20100602 Reuters
Activists concerned about the situation in Darfur detracted attention and aid from other African conflicts, a U.S.-based foundation said on Wednesday.
Darfur's rebellion, which sparked the world's largest aid operation and the largest U.N.-funded peacekeeping mission, has attracted unprecedented attention for an African conflict.
"There is no doubt that American activists were able to bring attention to the conflict in Darfur," a report by the U.S.-based Cato Institute said.
"Even so, their efforts had negative consequences ... the diversion of public attention from other wars of great scale and longevity," it said, citing Democratic Republic of Congo.
Darfur activists were not immediately available to comment.
The report said activist groups failed to recognise the change in the scale and nature of Darfur's conflict, saying genocide was ongoing while fighting had largely subsided since the 2003-2004 height of the counter-insurgency, which impacted on U.S. policy and took the focus off a key peace process.
"They helped shift U.S. diplomatic emphasis away from the peacemaking process and from atrocities committed by rebel groups," the report added.
Mostly non-Arab rebels took up arms in early 2003 accusing Khartoum of neglecting the remote region. The United Nations estimates 300,000 people died in the ensuing humanitarian crisis after some 2 million Darfuris fled the fighting.
Darfur has become anarchic with rebel splits, pro-government militias disillusioned with Khartoum and weapons available allowing attackers, kidnappers and bandits to enjoy almost complete impunity due to a breakdown in law and order.

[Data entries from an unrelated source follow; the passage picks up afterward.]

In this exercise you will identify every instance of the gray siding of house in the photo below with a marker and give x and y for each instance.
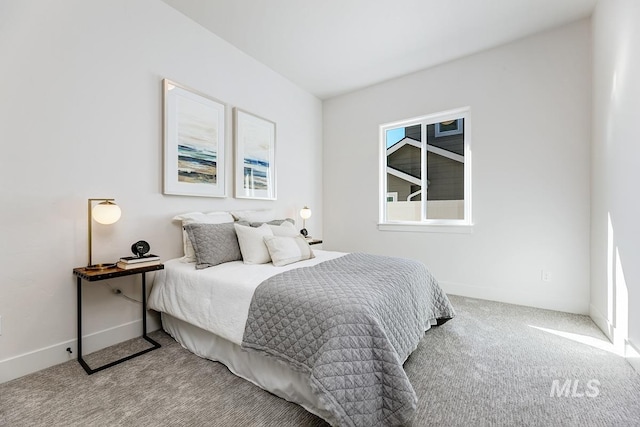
(400, 186)
(446, 178)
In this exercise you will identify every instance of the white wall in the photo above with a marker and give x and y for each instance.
(81, 117)
(615, 206)
(530, 116)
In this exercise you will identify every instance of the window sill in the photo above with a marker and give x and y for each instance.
(427, 228)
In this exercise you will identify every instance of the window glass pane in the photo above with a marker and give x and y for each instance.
(445, 170)
(404, 173)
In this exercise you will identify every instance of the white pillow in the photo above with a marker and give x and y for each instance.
(286, 229)
(199, 218)
(254, 216)
(287, 250)
(252, 246)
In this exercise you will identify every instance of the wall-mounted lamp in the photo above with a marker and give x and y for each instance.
(305, 214)
(106, 212)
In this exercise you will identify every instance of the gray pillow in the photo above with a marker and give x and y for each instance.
(213, 244)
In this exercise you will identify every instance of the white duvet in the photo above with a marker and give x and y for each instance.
(216, 299)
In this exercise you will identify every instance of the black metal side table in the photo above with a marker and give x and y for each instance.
(110, 273)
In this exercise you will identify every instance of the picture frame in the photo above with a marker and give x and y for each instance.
(255, 156)
(194, 142)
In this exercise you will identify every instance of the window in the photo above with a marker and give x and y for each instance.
(425, 171)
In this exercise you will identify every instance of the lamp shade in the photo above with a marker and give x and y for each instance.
(305, 213)
(106, 212)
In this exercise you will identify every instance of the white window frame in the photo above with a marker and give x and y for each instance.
(428, 225)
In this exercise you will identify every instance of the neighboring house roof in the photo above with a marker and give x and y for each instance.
(410, 142)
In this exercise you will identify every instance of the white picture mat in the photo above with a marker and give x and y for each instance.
(200, 120)
(255, 143)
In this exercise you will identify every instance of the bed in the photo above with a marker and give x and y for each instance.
(328, 331)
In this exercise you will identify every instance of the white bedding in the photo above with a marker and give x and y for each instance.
(216, 299)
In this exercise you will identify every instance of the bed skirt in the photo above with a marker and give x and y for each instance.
(265, 372)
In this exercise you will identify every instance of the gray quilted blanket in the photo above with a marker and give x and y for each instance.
(350, 323)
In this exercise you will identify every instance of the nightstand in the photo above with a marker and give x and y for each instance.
(112, 273)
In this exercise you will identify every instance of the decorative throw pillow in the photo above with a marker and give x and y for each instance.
(213, 244)
(285, 229)
(254, 215)
(201, 218)
(252, 246)
(287, 250)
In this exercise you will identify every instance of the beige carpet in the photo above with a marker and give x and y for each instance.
(494, 364)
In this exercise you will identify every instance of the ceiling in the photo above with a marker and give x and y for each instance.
(331, 47)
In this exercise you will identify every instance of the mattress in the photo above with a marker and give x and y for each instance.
(265, 372)
(216, 299)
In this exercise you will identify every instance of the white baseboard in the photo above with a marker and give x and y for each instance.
(632, 354)
(515, 296)
(37, 360)
(601, 321)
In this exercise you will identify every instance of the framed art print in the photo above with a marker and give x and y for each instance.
(255, 143)
(194, 142)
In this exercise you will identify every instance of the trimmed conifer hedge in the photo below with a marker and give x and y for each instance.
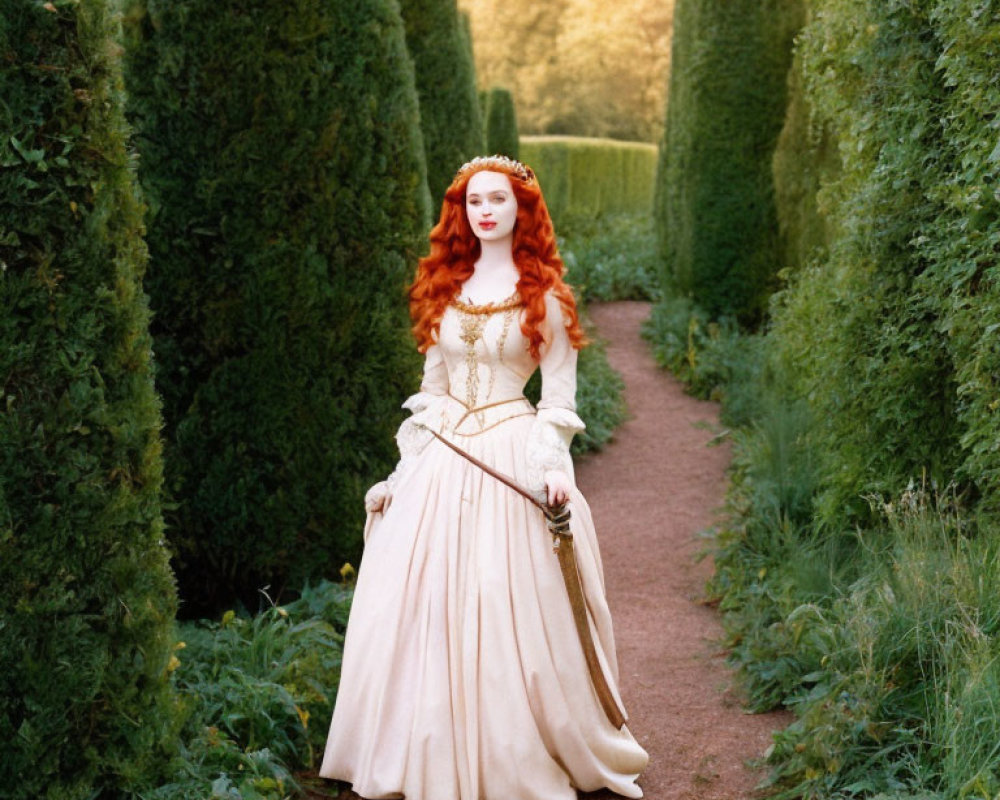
(501, 124)
(589, 178)
(283, 159)
(88, 602)
(715, 214)
(439, 41)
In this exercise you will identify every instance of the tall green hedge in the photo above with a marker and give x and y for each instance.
(501, 124)
(587, 178)
(439, 42)
(88, 601)
(805, 159)
(873, 330)
(715, 212)
(282, 155)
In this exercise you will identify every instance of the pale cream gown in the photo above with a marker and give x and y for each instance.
(463, 676)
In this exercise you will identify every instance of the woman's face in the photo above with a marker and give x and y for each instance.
(491, 206)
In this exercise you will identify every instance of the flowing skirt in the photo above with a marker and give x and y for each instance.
(463, 675)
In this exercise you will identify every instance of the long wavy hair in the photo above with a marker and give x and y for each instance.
(455, 248)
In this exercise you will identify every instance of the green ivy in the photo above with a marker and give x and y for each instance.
(283, 160)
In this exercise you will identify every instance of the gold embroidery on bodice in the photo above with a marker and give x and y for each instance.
(472, 322)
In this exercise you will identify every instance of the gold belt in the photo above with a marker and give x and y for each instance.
(470, 411)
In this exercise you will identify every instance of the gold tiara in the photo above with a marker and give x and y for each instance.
(522, 171)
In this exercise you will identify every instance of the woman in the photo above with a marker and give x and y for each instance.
(464, 677)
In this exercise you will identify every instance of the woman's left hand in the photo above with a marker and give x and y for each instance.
(557, 486)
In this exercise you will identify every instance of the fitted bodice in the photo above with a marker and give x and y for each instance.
(480, 364)
(485, 353)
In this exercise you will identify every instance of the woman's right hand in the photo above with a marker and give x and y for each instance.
(378, 498)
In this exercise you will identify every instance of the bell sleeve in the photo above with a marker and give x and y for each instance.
(414, 434)
(556, 422)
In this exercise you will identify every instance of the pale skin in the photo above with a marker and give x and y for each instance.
(489, 198)
(491, 208)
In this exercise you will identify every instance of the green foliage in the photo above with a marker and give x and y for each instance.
(805, 158)
(867, 328)
(715, 359)
(284, 165)
(612, 259)
(715, 210)
(255, 695)
(599, 398)
(878, 622)
(501, 124)
(88, 600)
(587, 179)
(440, 43)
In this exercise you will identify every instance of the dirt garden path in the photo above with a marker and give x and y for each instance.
(651, 491)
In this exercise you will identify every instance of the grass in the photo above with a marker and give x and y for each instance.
(883, 640)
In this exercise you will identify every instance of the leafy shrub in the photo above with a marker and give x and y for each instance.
(284, 165)
(876, 621)
(611, 259)
(586, 180)
(599, 396)
(715, 212)
(501, 124)
(715, 360)
(88, 600)
(256, 696)
(441, 46)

The Cato report argues that was because of a lack of a comprehensive peace deal, and blamed lobbyists for diverting Washington's focus away from peace talks and towards sending in international peacekeepers.
A joint U.N.-African Union peacekeeping mission, a compromise after Khartoum rejected the U.N. Security Council resolution authorising a full U.N. takeover of faltering African Union troops in Darfur, began to deploy on December 31, 2007. Today the force is almost at 80 percent strength.
"The increase of international troops in Darfur did not reduce the problem of banditry or improve access to the affected population," the report said, adding:
"In fact humanitarian access to affected areas worsened after the United Nations began to deploy troops."
Peace talks in Qatar are stalled as the most militarily powerful Darfur rebel Justice and Equality Movement (JEM) withdrew, citing continuous government bombardment of its areas.